Russian President Vladimir Putin launched his country’s military effort in Syria last month, claiming at the time that part of the reason was to deter ISIS from attacking Russian at home.
The uncovering of a Syria-related terrorist plot in Moscow so soon afterward is, if nothing else, politically convenient for Putin. Russian soldiers have been fighting in Ukraine for more than a year, with thousands of deaths reported by outside monitors. Some of the ever-shrinking independent media within Russia have reported on public concern about their soldiers being sent to fight in another foreign war.

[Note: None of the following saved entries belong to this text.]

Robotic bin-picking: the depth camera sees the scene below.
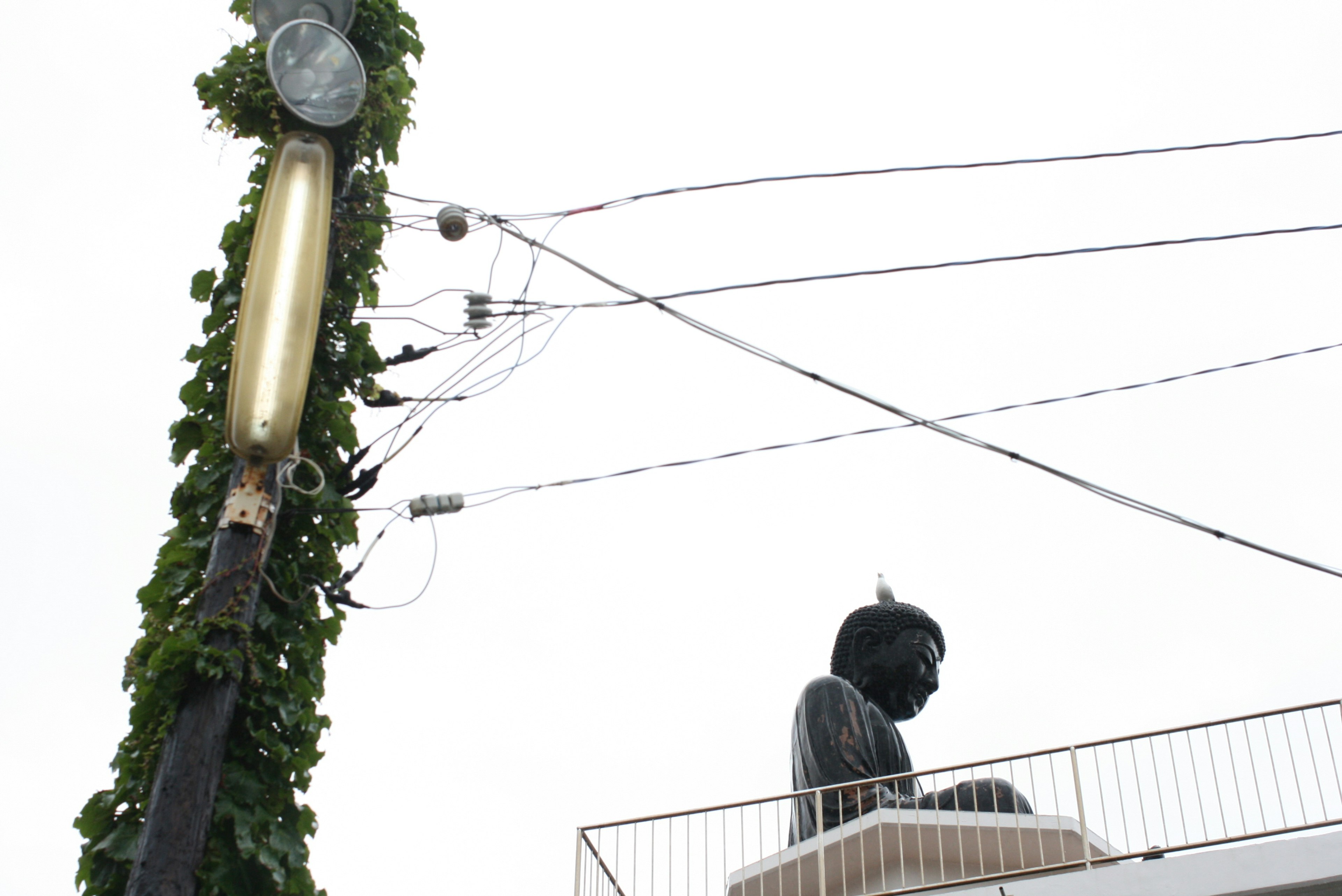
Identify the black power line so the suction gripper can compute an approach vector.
[499,130,1342,220]
[467,342,1342,496]
[649,224,1342,304]
[482,219,1342,578]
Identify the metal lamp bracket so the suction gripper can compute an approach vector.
[219,464,275,535]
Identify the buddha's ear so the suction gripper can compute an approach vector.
[852,625,882,684]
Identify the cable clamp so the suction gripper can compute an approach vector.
[219,464,275,535]
[411,491,466,516]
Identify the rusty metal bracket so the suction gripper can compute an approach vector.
[219,464,275,535]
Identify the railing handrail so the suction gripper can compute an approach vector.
[578,699,1342,833]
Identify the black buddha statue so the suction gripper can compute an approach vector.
[789,578,1033,842]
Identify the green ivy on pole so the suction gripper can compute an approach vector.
[75,0,424,896]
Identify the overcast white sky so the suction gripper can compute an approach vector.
[0,0,1342,896]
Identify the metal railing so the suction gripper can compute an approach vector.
[573,700,1342,896]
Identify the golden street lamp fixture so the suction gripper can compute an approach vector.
[224,131,336,465]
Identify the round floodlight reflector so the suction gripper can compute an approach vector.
[252,0,354,40]
[266,19,368,128]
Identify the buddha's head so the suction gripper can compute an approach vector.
[829,601,946,722]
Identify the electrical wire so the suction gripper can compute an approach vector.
[491,217,1342,578]
[651,224,1342,302]
[445,130,1342,221]
[360,516,438,610]
[464,335,1342,507]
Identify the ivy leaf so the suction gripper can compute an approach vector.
[190,268,219,302]
[168,417,205,467]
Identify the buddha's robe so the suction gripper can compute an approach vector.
[789,675,1033,844]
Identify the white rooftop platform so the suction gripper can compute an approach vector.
[938,832,1342,896]
[727,809,1112,896]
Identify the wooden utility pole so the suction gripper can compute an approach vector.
[126,460,281,896]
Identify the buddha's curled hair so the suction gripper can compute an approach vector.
[829,601,946,680]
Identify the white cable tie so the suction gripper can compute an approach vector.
[279,453,326,495]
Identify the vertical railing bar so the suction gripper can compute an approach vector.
[1319,704,1342,817]
[1165,734,1192,845]
[1184,731,1211,840]
[1002,760,1035,870]
[1259,716,1286,829]
[1087,747,1114,846]
[993,762,1016,872]
[1146,736,1170,846]
[1021,757,1048,868]
[896,781,922,896]
[931,773,960,883]
[1048,752,1067,861]
[1127,740,1152,852]
[1300,709,1329,822]
[858,785,864,893]
[1058,747,1091,870]
[1221,724,1249,837]
[789,797,801,896]
[895,781,922,889]
[737,806,746,896]
[722,809,730,896]
[1278,712,1308,824]
[1240,720,1267,833]
[573,828,583,896]
[912,775,937,896]
[757,802,764,896]
[1203,728,1231,837]
[816,790,827,896]
[835,787,861,896]
[875,782,899,896]
[1109,740,1133,853]
[955,768,966,880]
[977,763,997,875]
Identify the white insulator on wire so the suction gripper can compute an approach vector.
[411,491,466,516]
[466,292,494,330]
[438,205,470,243]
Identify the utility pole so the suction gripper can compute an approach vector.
[126,459,281,896]
[126,10,366,896]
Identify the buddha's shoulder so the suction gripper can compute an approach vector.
[801,675,861,701]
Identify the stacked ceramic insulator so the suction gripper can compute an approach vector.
[466,292,494,331]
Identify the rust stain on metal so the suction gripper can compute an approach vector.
[219,464,275,535]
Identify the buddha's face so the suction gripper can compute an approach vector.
[852,628,941,722]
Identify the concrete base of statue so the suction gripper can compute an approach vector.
[727,809,1112,896]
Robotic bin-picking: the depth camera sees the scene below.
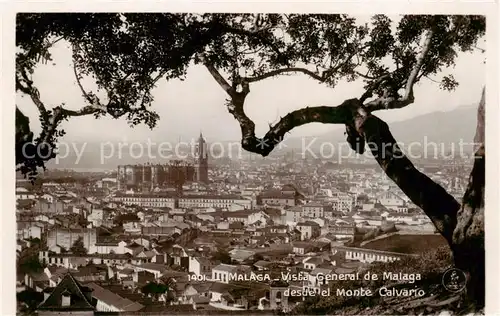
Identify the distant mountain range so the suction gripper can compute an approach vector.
[47,106,477,170]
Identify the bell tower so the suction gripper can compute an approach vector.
[195,132,208,183]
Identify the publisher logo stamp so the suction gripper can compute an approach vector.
[442,268,467,293]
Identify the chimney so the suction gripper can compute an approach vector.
[82,286,94,303]
[61,290,71,307]
[43,287,54,302]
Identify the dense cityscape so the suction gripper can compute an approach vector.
[12,135,471,315]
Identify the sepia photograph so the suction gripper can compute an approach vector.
[10,11,497,316]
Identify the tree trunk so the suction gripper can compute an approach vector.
[353,89,485,309]
[451,89,486,308]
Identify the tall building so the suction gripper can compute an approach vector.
[117,133,208,192]
[191,132,208,183]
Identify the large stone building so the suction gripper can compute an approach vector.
[116,133,208,192]
[47,228,97,250]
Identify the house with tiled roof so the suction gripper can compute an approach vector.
[37,273,96,316]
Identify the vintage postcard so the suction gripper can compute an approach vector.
[2,4,497,316]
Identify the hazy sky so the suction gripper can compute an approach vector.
[16,19,486,141]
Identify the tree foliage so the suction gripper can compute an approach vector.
[16,13,485,177]
[16,13,486,306]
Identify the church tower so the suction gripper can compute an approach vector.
[195,132,208,183]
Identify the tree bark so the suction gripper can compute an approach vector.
[451,89,486,308]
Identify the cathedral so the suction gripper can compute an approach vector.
[117,133,209,192]
[194,132,208,183]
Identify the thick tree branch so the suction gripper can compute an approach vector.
[198,55,236,98]
[362,30,434,112]
[245,67,324,82]
[71,63,107,116]
[228,92,460,244]
[355,115,460,245]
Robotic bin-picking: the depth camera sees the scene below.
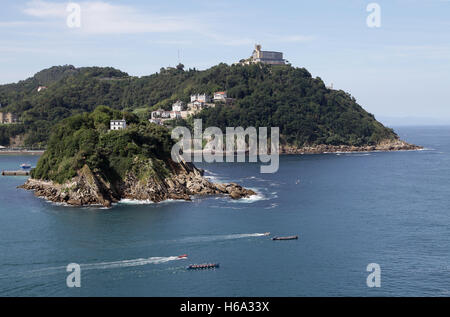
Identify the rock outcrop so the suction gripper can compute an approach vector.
[20,162,256,207]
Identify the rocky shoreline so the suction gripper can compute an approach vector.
[280,139,423,155]
[19,163,256,207]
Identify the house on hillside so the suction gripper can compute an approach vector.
[0,112,17,124]
[191,94,211,103]
[214,91,227,102]
[172,100,185,111]
[152,109,170,119]
[110,119,127,130]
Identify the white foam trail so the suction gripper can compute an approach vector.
[175,233,267,243]
[80,256,182,270]
[22,256,187,274]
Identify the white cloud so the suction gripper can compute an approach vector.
[278,35,314,43]
[23,0,201,34]
[23,0,67,18]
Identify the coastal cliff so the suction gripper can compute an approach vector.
[20,107,255,207]
[20,162,255,207]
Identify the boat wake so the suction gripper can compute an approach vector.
[14,256,187,276]
[174,233,268,243]
[80,256,184,270]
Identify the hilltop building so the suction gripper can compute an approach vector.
[110,119,127,130]
[240,44,286,65]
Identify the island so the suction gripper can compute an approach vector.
[20,106,256,207]
[0,61,421,154]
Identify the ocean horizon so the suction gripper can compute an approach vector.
[0,126,450,297]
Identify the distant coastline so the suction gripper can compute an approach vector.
[0,140,423,155]
[0,148,45,155]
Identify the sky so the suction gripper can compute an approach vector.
[0,0,450,124]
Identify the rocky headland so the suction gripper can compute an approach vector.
[20,162,256,207]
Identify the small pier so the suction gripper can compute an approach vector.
[2,171,30,176]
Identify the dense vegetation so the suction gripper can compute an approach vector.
[32,106,173,183]
[0,64,397,146]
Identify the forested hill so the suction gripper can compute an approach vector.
[0,64,397,146]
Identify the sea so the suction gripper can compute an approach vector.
[0,126,450,297]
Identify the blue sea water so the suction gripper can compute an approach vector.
[0,127,450,296]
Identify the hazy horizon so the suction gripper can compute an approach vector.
[0,0,450,123]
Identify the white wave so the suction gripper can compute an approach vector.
[231,188,268,204]
[119,199,155,205]
[204,170,219,176]
[119,199,187,205]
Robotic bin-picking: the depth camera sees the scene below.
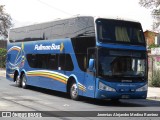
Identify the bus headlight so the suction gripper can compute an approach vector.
[136,84,148,92]
[99,82,116,92]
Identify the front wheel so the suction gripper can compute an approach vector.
[21,74,27,89]
[70,82,79,100]
[15,75,21,87]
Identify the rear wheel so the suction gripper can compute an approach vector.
[70,82,79,100]
[16,75,21,87]
[21,74,27,89]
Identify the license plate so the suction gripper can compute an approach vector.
[121,95,130,99]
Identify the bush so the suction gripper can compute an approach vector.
[0,48,7,68]
[151,70,160,87]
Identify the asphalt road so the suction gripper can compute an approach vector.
[0,77,160,120]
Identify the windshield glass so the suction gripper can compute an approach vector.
[98,48,146,77]
[96,19,145,45]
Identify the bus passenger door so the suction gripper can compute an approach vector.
[84,48,97,98]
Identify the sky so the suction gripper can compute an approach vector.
[0,0,153,31]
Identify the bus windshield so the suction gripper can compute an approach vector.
[98,48,146,77]
[96,19,145,45]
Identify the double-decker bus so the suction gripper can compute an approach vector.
[6,16,148,100]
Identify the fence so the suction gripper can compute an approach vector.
[0,40,7,49]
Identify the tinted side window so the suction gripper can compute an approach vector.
[27,54,74,71]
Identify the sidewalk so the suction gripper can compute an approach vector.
[0,69,160,100]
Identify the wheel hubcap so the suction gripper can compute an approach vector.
[22,77,26,87]
[71,84,78,97]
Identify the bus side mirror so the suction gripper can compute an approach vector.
[89,59,95,71]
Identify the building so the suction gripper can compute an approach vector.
[0,40,7,49]
[144,30,160,49]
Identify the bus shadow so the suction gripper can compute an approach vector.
[82,98,160,107]
[11,84,160,107]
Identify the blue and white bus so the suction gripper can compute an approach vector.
[6,16,148,100]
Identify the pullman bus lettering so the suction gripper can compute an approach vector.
[34,44,60,50]
[6,16,148,100]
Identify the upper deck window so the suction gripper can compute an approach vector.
[96,19,145,45]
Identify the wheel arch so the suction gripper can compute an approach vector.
[13,70,19,82]
[66,75,78,93]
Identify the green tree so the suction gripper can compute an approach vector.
[139,0,160,31]
[0,5,12,38]
[0,48,7,68]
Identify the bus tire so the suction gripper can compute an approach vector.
[15,75,21,87]
[21,74,27,89]
[70,82,79,100]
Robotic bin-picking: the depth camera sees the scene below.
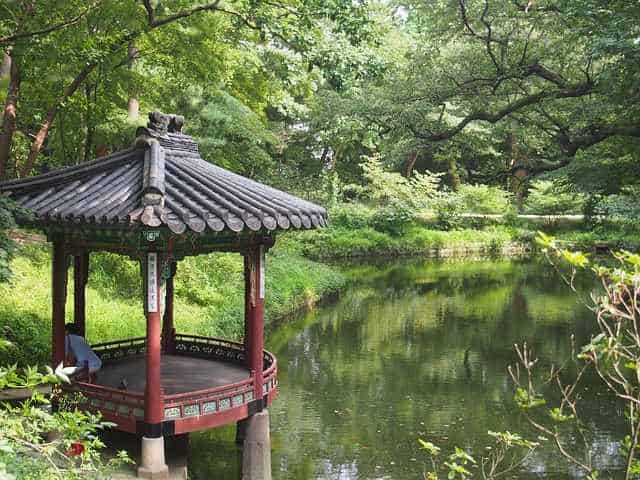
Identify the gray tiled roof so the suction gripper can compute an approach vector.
[0,113,327,234]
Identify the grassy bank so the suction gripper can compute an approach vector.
[298,225,532,259]
[0,242,344,364]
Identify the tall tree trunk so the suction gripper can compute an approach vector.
[0,52,11,79]
[127,40,140,122]
[0,51,20,180]
[403,150,418,178]
[84,83,95,162]
[20,63,96,177]
[447,155,460,192]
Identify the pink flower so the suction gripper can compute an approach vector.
[67,442,84,457]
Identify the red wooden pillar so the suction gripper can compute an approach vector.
[245,245,264,400]
[73,253,89,336]
[162,262,178,353]
[51,241,67,368]
[243,252,251,364]
[144,252,164,438]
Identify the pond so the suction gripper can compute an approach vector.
[189,259,624,480]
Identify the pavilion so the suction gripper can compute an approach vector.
[0,112,327,480]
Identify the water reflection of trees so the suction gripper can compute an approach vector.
[212,261,616,479]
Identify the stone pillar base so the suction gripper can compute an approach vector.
[242,410,271,480]
[236,419,249,447]
[138,437,169,480]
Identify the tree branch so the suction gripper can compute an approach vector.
[142,0,221,28]
[409,83,594,142]
[0,3,98,45]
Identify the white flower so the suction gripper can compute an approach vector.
[55,362,78,383]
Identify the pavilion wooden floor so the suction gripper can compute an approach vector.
[96,355,250,395]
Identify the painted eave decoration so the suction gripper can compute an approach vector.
[0,112,327,234]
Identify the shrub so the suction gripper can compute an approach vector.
[435,192,463,230]
[362,157,440,235]
[524,180,585,215]
[594,186,640,230]
[457,185,513,214]
[329,203,375,228]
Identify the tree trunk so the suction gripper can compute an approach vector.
[0,52,11,79]
[20,63,96,177]
[0,53,20,180]
[127,40,140,122]
[404,150,418,178]
[84,84,95,162]
[448,155,460,192]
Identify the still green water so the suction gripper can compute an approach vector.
[190,260,623,480]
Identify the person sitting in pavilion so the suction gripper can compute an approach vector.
[64,323,102,382]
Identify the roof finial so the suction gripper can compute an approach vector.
[135,111,184,145]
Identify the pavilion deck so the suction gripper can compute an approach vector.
[64,334,277,435]
[96,355,251,395]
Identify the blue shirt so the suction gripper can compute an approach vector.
[65,335,102,370]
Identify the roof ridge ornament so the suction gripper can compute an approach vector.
[134,111,184,147]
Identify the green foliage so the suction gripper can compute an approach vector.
[0,356,128,480]
[0,242,344,365]
[301,226,518,258]
[418,431,540,480]
[593,185,640,232]
[0,195,28,283]
[456,184,513,214]
[513,388,547,410]
[362,157,440,235]
[435,191,464,230]
[524,180,585,215]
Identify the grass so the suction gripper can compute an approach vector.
[300,226,523,259]
[0,242,344,365]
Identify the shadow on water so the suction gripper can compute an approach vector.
[189,260,623,480]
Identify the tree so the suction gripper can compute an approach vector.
[0,0,376,180]
[304,0,640,191]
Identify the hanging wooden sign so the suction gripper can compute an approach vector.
[147,252,158,313]
[260,245,264,300]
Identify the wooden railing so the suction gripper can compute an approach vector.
[66,334,277,431]
[91,337,147,362]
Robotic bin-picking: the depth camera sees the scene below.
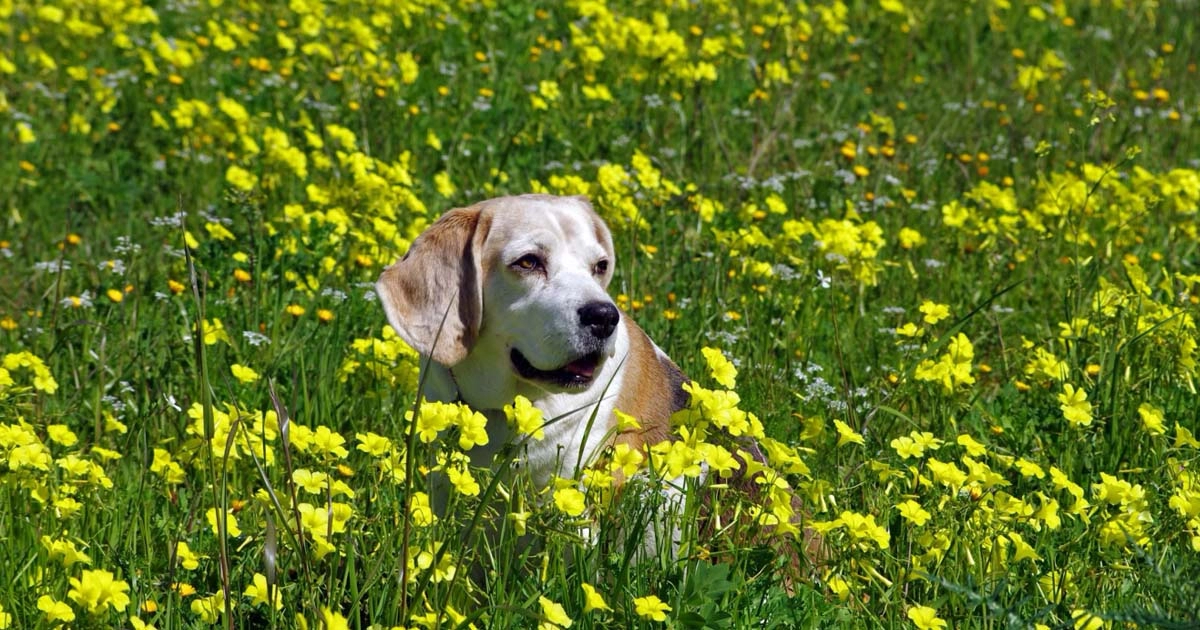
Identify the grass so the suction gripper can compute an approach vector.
[0,0,1200,629]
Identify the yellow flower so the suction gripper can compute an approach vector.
[582,582,612,612]
[308,425,350,458]
[46,425,79,446]
[17,122,37,144]
[538,596,574,630]
[634,595,671,622]
[890,436,925,460]
[292,468,329,494]
[1070,610,1111,630]
[1058,383,1092,426]
[896,499,931,526]
[554,480,586,516]
[175,541,204,571]
[37,595,74,622]
[229,364,258,383]
[700,347,738,389]
[191,590,224,624]
[907,606,946,630]
[320,607,350,630]
[910,300,950,324]
[67,569,130,614]
[838,510,892,550]
[408,492,438,527]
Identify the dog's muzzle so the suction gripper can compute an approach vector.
[511,301,620,388]
[577,301,620,340]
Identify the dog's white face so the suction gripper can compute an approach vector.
[378,194,622,408]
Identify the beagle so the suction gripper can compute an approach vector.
[376,194,688,489]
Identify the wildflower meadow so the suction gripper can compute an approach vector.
[0,0,1200,630]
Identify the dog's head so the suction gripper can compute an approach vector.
[377,194,620,400]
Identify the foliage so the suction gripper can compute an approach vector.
[0,0,1200,629]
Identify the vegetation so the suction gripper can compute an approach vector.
[0,0,1200,630]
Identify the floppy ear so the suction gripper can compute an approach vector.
[376,208,491,367]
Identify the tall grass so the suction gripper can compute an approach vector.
[0,0,1200,629]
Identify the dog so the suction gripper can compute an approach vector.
[376,194,824,576]
[376,194,688,487]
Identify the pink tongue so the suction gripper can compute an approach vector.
[563,359,596,378]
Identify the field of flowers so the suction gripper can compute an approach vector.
[0,0,1200,630]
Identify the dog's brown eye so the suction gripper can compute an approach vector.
[509,253,545,271]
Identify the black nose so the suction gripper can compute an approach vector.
[578,302,620,340]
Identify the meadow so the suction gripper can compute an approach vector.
[0,0,1200,630]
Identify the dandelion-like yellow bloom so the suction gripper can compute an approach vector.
[67,569,130,614]
[1058,383,1092,426]
[905,606,946,630]
[634,595,671,622]
[37,595,74,623]
[581,582,612,612]
[538,596,574,630]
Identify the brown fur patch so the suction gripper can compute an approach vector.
[610,313,686,451]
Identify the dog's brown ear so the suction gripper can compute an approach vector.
[376,208,490,366]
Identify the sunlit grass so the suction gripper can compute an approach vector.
[0,0,1200,629]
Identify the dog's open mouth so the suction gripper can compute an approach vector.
[512,348,604,388]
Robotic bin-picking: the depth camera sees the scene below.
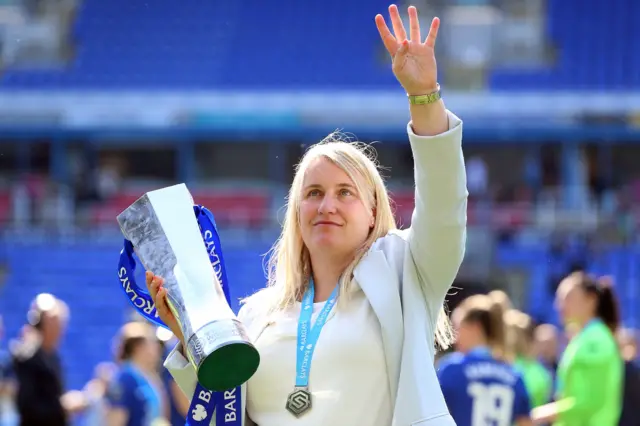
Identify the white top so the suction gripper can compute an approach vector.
[247,283,393,426]
[164,113,467,426]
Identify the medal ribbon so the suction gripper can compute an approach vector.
[118,205,242,426]
[296,282,340,388]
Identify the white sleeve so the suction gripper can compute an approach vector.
[407,111,468,312]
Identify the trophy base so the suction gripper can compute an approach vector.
[186,319,260,392]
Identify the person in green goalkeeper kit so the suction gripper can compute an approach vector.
[504,309,553,408]
[531,272,623,426]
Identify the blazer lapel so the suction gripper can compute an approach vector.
[354,249,404,399]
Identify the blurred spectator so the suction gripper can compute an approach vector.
[11,294,85,426]
[504,309,553,408]
[84,362,117,426]
[107,321,168,426]
[534,324,559,374]
[0,317,17,426]
[617,329,640,426]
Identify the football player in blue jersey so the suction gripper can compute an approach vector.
[438,295,532,426]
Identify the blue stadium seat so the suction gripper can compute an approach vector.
[489,0,640,91]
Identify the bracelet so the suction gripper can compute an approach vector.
[407,84,442,105]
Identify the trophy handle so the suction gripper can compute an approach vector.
[118,239,170,330]
[118,204,231,330]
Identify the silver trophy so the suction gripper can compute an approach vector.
[118,184,260,391]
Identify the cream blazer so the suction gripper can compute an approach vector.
[164,112,468,426]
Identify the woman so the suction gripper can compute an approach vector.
[532,272,623,426]
[438,295,531,426]
[504,309,553,408]
[107,322,168,426]
[147,5,467,426]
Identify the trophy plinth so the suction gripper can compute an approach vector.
[186,319,260,391]
[118,184,260,391]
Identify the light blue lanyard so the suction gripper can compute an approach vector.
[296,281,340,388]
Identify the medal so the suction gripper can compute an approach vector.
[286,282,339,417]
[287,388,311,417]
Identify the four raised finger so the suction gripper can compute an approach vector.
[389,4,407,43]
[409,6,422,43]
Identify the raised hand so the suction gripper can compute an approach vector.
[145,271,184,345]
[376,4,440,95]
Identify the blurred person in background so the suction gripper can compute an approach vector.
[617,329,640,426]
[107,321,168,426]
[0,316,18,426]
[487,290,513,313]
[532,272,623,426]
[11,294,86,426]
[533,324,559,376]
[616,328,638,362]
[504,309,553,408]
[438,295,531,426]
[83,362,117,426]
[156,327,189,426]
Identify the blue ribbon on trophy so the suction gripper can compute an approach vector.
[118,205,242,426]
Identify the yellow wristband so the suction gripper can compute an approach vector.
[407,84,441,105]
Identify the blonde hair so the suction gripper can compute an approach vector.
[504,309,536,359]
[459,294,506,360]
[248,133,451,348]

The bombing plot that appears to support Putin’s foreign policy can’t help but rekindle memories of the horrific apartment bombings throughout Russia in 1999, in which massive blasts in residential buildings killed nearly 300 and injured more than 1,000. Authorities blamed Chechen militants, and the day after the final plot was uncovered and the bomb disarmed, then-Prime Minister Putin ordered the bombing of the Chechen City of Grozny, igniting the Second Chechen War.
Putin’s popularity spiked, and then-president Boris Yeltsin retired early, paving the way for Putin’s victory in the coming presidential election.
However, as investigators examined the circumstances of the bombings, many came to believe that they had been orchestrated by the FSB itself in a “false flag” operation meant to stir up resentment against Chechnya and prepare the public to support war.
The theory has been aggressively challenged by the Russian government and others but retains significant currency. There has been no evidence put forward suggesting that the plot is anything other than authentic, but there is no denying it’s convenience for Putin’s agenda.